Over 12 months, the Parisian real estate market has attained around 20 billion euro in sales, of which around 4.5 billion were for assets at prices exceeding 1 million euro. The latter represents about 3,000 sales in Paris out of a total of 37,000 sales, or some 8% of the market. Assets priced at above 2 million euro represent less than 500 transactions.
The Paris luxurymarket is therefore a relatively narrow market. The average price per square meter in Paris has tripled in 20 years and, according to notaries, is currently slightly above 10,000€/sqm.
As far as Féau is concerned, transactions concluded in our agencies have on average been as follows:
- 12 071 €/sqm for sales at prices between 750 000 € and 1 500 000 €
=> A progression of 6,7 % over a year
- 13 474 €/sqm for sales at prices between 1 500 000 € and 3 000 000 €
=> A progression of 7,5 % over a year
- 18 423 €/sqm for sales at prices in excess of 3 000 000 €
=> A progression of 3,6 % over a year
As referenced by notaries over the 12 past months in Paris, our Daniel Féau and Belles demeures de France agencies achieved :
- Nearly 1 out of 5 sales of properties sold for 1 to 2 Million Euros
- 1 out of 3 sales of properties sold for 2 to 4 Million Euros
It is therefore likely that our observations will be backed up by statistics.
While prices have risen much faster than inflation, volumes on the other hand remain in a range between 33 000 and 37 000 annual sales.
Owing to rigidity volumes are not increasing.
Regulations in Paris are stricter than in other cities across the globe.
Building in Paris is limited in height (no high-rise) and the SRU urban renewal law dating from the year 2000 made construction in Paris non-viable (with the exception of in the 18th, 19th and 20th districts).

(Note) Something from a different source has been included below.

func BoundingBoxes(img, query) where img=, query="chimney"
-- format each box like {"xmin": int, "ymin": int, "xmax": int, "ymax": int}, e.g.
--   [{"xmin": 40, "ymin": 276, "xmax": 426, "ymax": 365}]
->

Supply is, as a result, structurally restricted to existing buildings in Paris.
Faced with this frozen supply, demand remains superior to offer.

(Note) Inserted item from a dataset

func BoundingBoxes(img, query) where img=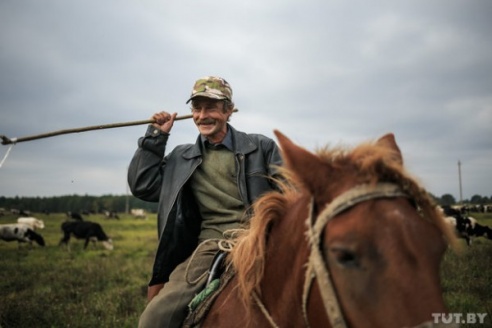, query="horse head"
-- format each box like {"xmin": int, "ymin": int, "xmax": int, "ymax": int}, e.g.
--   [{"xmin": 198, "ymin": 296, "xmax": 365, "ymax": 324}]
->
[{"xmin": 274, "ymin": 130, "xmax": 456, "ymax": 328}]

There are a number of reasons that may explain this situation; with over 19 million visitors, Paris is the 1st global metropolis for tourism. Paris has a concentration of political, economic and financial decision-making centres superior to other countries, and is the leading luxury showcase on an international scale. Also, the architecture of Parisian buildings and notably in the capital's historic and residential neighbourhoods is unique and keenly sought-after not only by Parisians but also by French nationals from elsewhere in the country, as well as foreigners. Haussmannian buildings, which in the majority are those to be found in these neighbourhoods, are unique in the world.
A dwelling in Londonoffering about 250 sqm of living space would often be in a 3-storey brick-built building with narrow staircases, fairly low ceilings and rather small windows.
© Sébastien Dondain
In Paris, the same surface area may be found often on one floor in a freestone building with generous common areas, and would feature large windows and high ceilings, as well as parquet flooring, mouldings and fireplaces.
Paris is therefore one of the most attractive cities in the world, after London, Singapore, New-York, (Hong-Kong…).
Foreign buyers – fiscally non-residents – in our Daniel Féau and Belles demeures de France agencies represent 20 % of our sales at prices between 2 and 4 million euro, and 40 % of our sales at prices exceeding 4 million euro.
Brexit has accentuated this tendency for non-residents to buy in Paris, and notably at prices around 2 million euro. In addition, flat tax and the end of the ISF tax have encouraged investors and French entrepreneurs living abroad for tax reasons to return.
At prices above 10 million euro, non-residents represent the majority of our buyers. Properties at prices exceeding 50 million euro are almost exclusively acquired by buyers from the Gulf States.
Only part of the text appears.